The plain little church had seen brave attire in those days, when the parish worshipped in flowered silks and embroidered waistcoats and laced head-dresses and powdered periwigs. Then, after the services, would come the social hour, when dinner invitations went round, parties were planned, and there was a general changing about of the guests that were always filling Virginia homes. Doubtless, the lavish hospitality of the master of Westover, who attended this church, caused quite a Sunday pilgrimage to that mansion of his that we had glimpsed through the trees as Gadabout entered Herring Creek.

We went out past chatting groups (stopping for the greeting of the rector and his wife); past horses that were being unhitched and vehicles that were cramping and creaking; on down to the stream where geese were paddling in the marshes, and overhead the rectory doves were wheeling in the sunny air. Rowing down the creek toward the houseboat, we stopped here and there to gather reeds and holly.

"This is the first time that we have ever gone to church by boat," said the Commodore.

"Yes," answered Nautica, "and it was just the way to do it. We have attended a colonial church in a quite colonial way."

When we sat down to our Thanksgiving dinner, we felt almost like landlubbers again; for while our home acre was a watery one and Gadabout, boat-like, swung and swayed, yet we had real neighbours up on the bluff and there was even a church next door. Later, we saw coming down the stream some good after-dinner cheer--our rowboat with mail that had been accumulating for days at Westover. Letters and papers and packages and magazines were welcomed aboard. Comfortably we settled down for an evening of catching up with the world.

Next morning Gadabout made an uneventful run down the stream, anchored just within the mouth of the creek, and sent Henry off into the country foraging.

Of course certain provisioning arrangements followed Gadabout from harbour to harbour. Boxes of groceries came up from Norfolk or down from Richmond by steamer; and also every few days a big cake of ice arrived in a travelling suit of burlap lined with sawdust. But that still left many things to be obtained along the way. As most of the country stores were back from the river, the sailor, on horseback or in a cart, made many a long provisioning trip.

Toward evening when there came a gentle bump upon Gadabout's guard and the rattle of a chain upon her cleat, we went out to see what the supply boat had brought. As soon as we heard the troubled sputtering, "An' I mos' give up gittin' anything," we knew that the little shore-boat was a nautical horn of plenty. And so she proved as her cargo came aboard to an accompaniment of running comment.

"I don' know _where_ I been, an' if I had to go back, I couldn' do it.

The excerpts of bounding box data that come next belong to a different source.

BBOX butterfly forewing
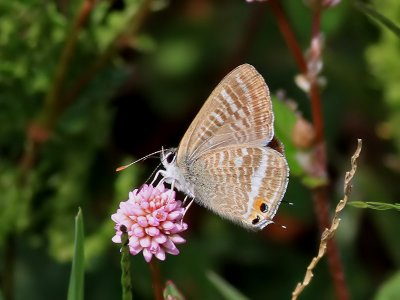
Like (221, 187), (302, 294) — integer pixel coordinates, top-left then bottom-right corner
(177, 64), (274, 162)
(189, 144), (289, 228)
(162, 64), (289, 229)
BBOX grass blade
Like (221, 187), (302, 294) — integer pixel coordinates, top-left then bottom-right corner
(68, 208), (85, 300)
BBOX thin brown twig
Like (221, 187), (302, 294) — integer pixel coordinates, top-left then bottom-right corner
(269, 0), (348, 300)
(40, 0), (96, 128)
(268, 0), (308, 74)
(292, 139), (362, 300)
(63, 0), (152, 105)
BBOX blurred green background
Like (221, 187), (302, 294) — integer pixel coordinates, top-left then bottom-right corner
(0, 0), (400, 299)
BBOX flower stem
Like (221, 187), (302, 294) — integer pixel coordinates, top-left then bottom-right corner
(268, 0), (308, 74)
(269, 0), (349, 300)
(149, 259), (164, 300)
(121, 226), (132, 300)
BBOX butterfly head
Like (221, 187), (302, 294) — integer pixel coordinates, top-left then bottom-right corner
(160, 148), (194, 198)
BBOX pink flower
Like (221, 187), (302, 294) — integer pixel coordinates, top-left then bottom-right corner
(111, 184), (187, 262)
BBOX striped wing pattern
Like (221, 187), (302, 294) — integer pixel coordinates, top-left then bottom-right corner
(189, 144), (289, 229)
(177, 64), (274, 164)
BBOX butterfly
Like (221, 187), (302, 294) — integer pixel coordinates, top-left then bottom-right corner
(159, 64), (289, 229)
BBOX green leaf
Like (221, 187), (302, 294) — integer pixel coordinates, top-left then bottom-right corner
(68, 208), (85, 300)
(163, 280), (185, 300)
(374, 272), (400, 300)
(348, 201), (400, 211)
(272, 96), (304, 176)
(207, 271), (249, 300)
(355, 1), (400, 38)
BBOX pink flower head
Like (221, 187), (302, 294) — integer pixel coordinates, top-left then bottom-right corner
(111, 184), (187, 262)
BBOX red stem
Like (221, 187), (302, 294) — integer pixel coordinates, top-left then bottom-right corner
(149, 258), (164, 300)
(268, 0), (308, 74)
(269, 0), (349, 300)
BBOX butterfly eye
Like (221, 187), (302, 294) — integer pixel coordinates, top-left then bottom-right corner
(260, 203), (268, 213)
(165, 152), (175, 164)
(251, 216), (260, 225)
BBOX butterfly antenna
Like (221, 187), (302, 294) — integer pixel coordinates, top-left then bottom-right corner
(281, 200), (294, 205)
(145, 163), (162, 182)
(272, 221), (287, 229)
(115, 150), (164, 172)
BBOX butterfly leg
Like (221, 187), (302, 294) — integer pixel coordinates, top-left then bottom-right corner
(182, 196), (194, 222)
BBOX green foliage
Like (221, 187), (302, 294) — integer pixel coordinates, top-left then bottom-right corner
(163, 280), (185, 300)
(374, 272), (400, 300)
(348, 201), (400, 211)
(363, 0), (400, 151)
(207, 271), (249, 300)
(0, 0), (400, 300)
(67, 209), (85, 300)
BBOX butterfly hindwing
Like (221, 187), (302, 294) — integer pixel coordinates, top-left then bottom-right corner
(189, 144), (289, 228)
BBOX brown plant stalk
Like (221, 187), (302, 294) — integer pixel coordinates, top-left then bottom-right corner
(292, 139), (362, 300)
(269, 0), (349, 300)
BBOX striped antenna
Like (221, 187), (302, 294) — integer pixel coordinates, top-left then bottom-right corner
(115, 149), (164, 172)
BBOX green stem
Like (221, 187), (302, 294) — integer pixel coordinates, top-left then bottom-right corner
(121, 225), (132, 300)
(150, 257), (164, 300)
(63, 0), (152, 106)
(40, 0), (96, 128)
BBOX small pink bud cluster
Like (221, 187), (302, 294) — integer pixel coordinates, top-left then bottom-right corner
(111, 184), (187, 262)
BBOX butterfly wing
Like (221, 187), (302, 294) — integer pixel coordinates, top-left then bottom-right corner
(189, 144), (289, 229)
(177, 64), (274, 163)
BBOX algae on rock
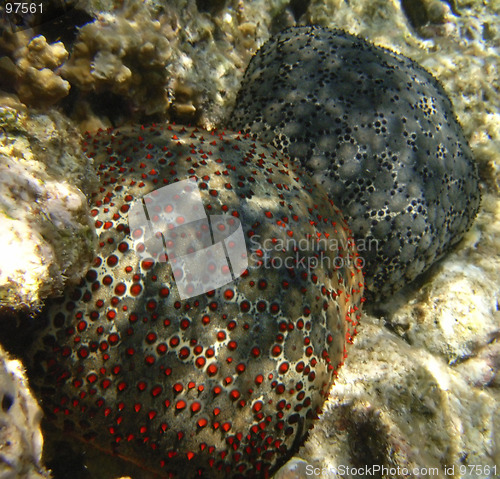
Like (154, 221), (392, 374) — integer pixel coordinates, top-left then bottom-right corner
(0, 103), (95, 310)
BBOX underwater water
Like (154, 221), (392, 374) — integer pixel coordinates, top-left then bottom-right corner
(0, 0), (500, 479)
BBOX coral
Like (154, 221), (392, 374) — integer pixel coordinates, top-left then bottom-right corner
(62, 3), (175, 114)
(285, 317), (498, 479)
(26, 126), (363, 477)
(0, 104), (95, 310)
(0, 348), (49, 479)
(0, 31), (70, 107)
(231, 27), (480, 297)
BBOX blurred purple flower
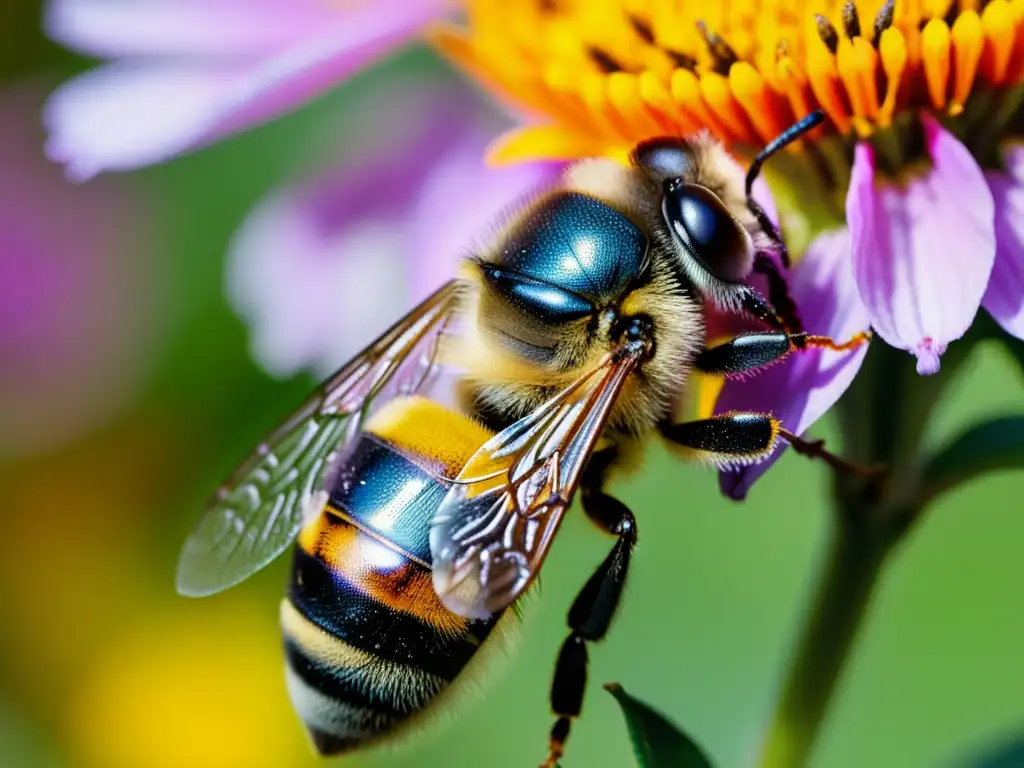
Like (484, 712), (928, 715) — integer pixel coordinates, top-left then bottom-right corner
(846, 114), (995, 374)
(715, 229), (869, 499)
(227, 76), (559, 375)
(981, 146), (1024, 339)
(44, 0), (451, 180)
(0, 88), (154, 455)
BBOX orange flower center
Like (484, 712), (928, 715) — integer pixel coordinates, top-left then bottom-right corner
(434, 0), (1024, 162)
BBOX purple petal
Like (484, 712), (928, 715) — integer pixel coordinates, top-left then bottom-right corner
(43, 0), (327, 58)
(43, 61), (237, 181)
(715, 229), (869, 499)
(846, 115), (995, 374)
(44, 0), (446, 179)
(409, 143), (563, 300)
(0, 83), (155, 457)
(228, 75), (512, 375)
(981, 147), (1024, 339)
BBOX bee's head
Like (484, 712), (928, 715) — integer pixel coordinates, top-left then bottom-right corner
(476, 189), (650, 373)
(633, 138), (754, 303)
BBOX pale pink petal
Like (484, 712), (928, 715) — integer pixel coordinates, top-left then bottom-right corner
(43, 0), (327, 58)
(43, 61), (237, 181)
(981, 147), (1024, 339)
(45, 0), (446, 179)
(846, 115), (995, 374)
(409, 144), (563, 300)
(228, 194), (408, 376)
(227, 75), (504, 375)
(0, 87), (157, 460)
(715, 229), (869, 499)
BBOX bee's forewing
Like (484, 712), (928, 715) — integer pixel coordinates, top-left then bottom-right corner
(177, 281), (458, 597)
(430, 346), (640, 618)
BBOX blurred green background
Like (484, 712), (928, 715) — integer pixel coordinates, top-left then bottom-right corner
(0, 2), (1024, 768)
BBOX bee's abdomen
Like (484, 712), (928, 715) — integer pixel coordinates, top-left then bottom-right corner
(282, 397), (495, 755)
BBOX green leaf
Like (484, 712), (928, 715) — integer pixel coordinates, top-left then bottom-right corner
(965, 736), (1024, 768)
(965, 309), (1024, 385)
(604, 683), (712, 768)
(923, 416), (1024, 502)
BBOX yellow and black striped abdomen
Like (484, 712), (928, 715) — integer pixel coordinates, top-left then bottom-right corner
(282, 397), (497, 755)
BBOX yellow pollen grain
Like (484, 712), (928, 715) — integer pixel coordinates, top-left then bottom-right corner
(671, 70), (728, 137)
(807, 35), (850, 133)
(729, 61), (794, 142)
(923, 0), (951, 18)
(700, 72), (757, 144)
(775, 54), (815, 129)
(637, 72), (700, 134)
(922, 18), (949, 110)
(433, 0), (1024, 160)
(1007, 0), (1024, 83)
(608, 72), (660, 136)
(879, 27), (907, 128)
(980, 0), (1016, 85)
(836, 37), (879, 135)
(949, 10), (984, 116)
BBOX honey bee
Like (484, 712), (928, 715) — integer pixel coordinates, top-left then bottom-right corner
(177, 114), (862, 766)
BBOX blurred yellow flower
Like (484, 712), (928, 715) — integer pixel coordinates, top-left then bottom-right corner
(66, 600), (313, 768)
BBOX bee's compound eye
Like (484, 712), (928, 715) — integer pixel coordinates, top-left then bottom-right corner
(664, 182), (749, 281)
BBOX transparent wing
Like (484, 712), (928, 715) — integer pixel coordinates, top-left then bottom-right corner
(177, 281), (458, 597)
(430, 342), (643, 618)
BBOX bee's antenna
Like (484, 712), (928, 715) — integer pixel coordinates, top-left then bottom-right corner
(746, 110), (825, 198)
(745, 110), (825, 267)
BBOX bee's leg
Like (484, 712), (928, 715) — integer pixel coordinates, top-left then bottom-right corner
(658, 411), (782, 467)
(754, 253), (804, 335)
(694, 331), (870, 376)
(658, 411), (881, 478)
(542, 449), (637, 768)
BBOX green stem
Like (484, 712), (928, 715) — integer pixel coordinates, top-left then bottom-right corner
(761, 342), (954, 768)
(761, 505), (893, 768)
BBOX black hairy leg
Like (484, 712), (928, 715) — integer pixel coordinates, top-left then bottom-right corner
(695, 331), (870, 376)
(659, 411), (781, 467)
(754, 253), (804, 345)
(542, 449), (637, 768)
(658, 411), (883, 478)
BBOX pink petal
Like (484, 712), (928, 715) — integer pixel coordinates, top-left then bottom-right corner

That's butter there--that'll do till the nex' box comes. The store didn' have much of anything; an' I struck out into the country, I did, an' mos' los' myse'f. But the horse he knowed the way. I got another turkey, anyhow. I'm cert'nly glad we jes' begun to eat 'em if we got to eat 'em steady. The man had done sold him; but I used my silver tongue, I did, an' he let me have him. There's some apples an' turnips an' sweet potatoes. I got them at the store. An' where I got them eggs at, I could get a couple of chickens nex' week if I could jes' fin' the place."

So the fruits of the foraging came tumbling aboard--a promising, goodly array. And Gadabout had no troubled dreams that night of a wolf swimming up to her door.